If you’ve been paying attention, flatten might remind you of a problem we solved earlier with Apply: when trying to lift a function with 2 parameters, we ended up nesting maps, which yielded nested Fs, and forced us to sidestep the issue entirely by inventing ap.

This hints at a relationship between flatten and ap - they’re both things we came up with to avoid nesting Fs. And it is indeed relatively straightforward to write ap in terms of flatten (and map):

trait FlatMap[F[_]] extends Apply[F]:
  extension [A](ffa: F[F[A]])
    def flatten: F[A]

  extension [A, B](ff: F[A => B])
    def ap: F[A] => F[B] =
      fa => fa.map { a =>
        ff.map { f =>
          f(a)
        }
      }.flatten

  extension [A, B](f: A => F[B])
    def liftFlat: F[A] => F[B] =
      f.lift andThen (_.flatten)

  extension [A](fa: F[A])
    def flatMap[B](f: A => F[B]): F[B] =
      f.liftFlat.apply(fa)

Note that FlatMap now extends Apply: it’s a Functor that exposes a valid ap implementation, and is therefore a valid Apply. This raises an interesting point, if maybe not a terribly useful one: we’ve used extends to mean two different, incompatible things.
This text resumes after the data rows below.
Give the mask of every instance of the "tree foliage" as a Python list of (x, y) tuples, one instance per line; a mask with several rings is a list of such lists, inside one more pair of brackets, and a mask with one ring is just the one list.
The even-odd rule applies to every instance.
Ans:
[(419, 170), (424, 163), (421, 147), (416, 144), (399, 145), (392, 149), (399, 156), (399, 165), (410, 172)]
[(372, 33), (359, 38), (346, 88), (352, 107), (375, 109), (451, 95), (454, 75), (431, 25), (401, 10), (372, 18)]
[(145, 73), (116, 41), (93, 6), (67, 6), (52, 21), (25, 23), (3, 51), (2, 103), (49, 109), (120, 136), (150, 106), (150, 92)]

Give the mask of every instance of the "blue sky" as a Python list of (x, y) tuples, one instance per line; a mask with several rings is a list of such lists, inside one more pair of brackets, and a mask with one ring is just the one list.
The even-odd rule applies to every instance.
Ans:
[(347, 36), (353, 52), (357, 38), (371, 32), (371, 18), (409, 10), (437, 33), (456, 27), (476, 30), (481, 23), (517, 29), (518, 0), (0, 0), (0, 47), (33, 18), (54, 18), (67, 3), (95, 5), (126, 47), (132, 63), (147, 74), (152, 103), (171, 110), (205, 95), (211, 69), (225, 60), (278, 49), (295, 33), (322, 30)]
FlatMap extends Functor means that Functor is a requirement of FlatMap - without a Functor, we do not have a FlatMap.

FlatMap extends Apply means that Apply is a consequence of FlatMap - with a FlatMap, we have an Apply for free.

Surprisingly, the extends keyword, which nobody questions or thinks about too hard, is ambiguous. Not an extremely useful point, certainly, but I do think it’s quite interesting.

Key takeaways

What we’ve learned so far is that while the Functor, Apply and Applicative family of abstractions is useful to lift functions of any arity in some F, they’re not sufficient in all scenarios: sometimes, we’ll have to work with function that return values in some F. When that happens, we’ll need FlatMap.

FlatMap’s core operation is flatten, but its most used tool is liftFlat or, equivalently, flatMap.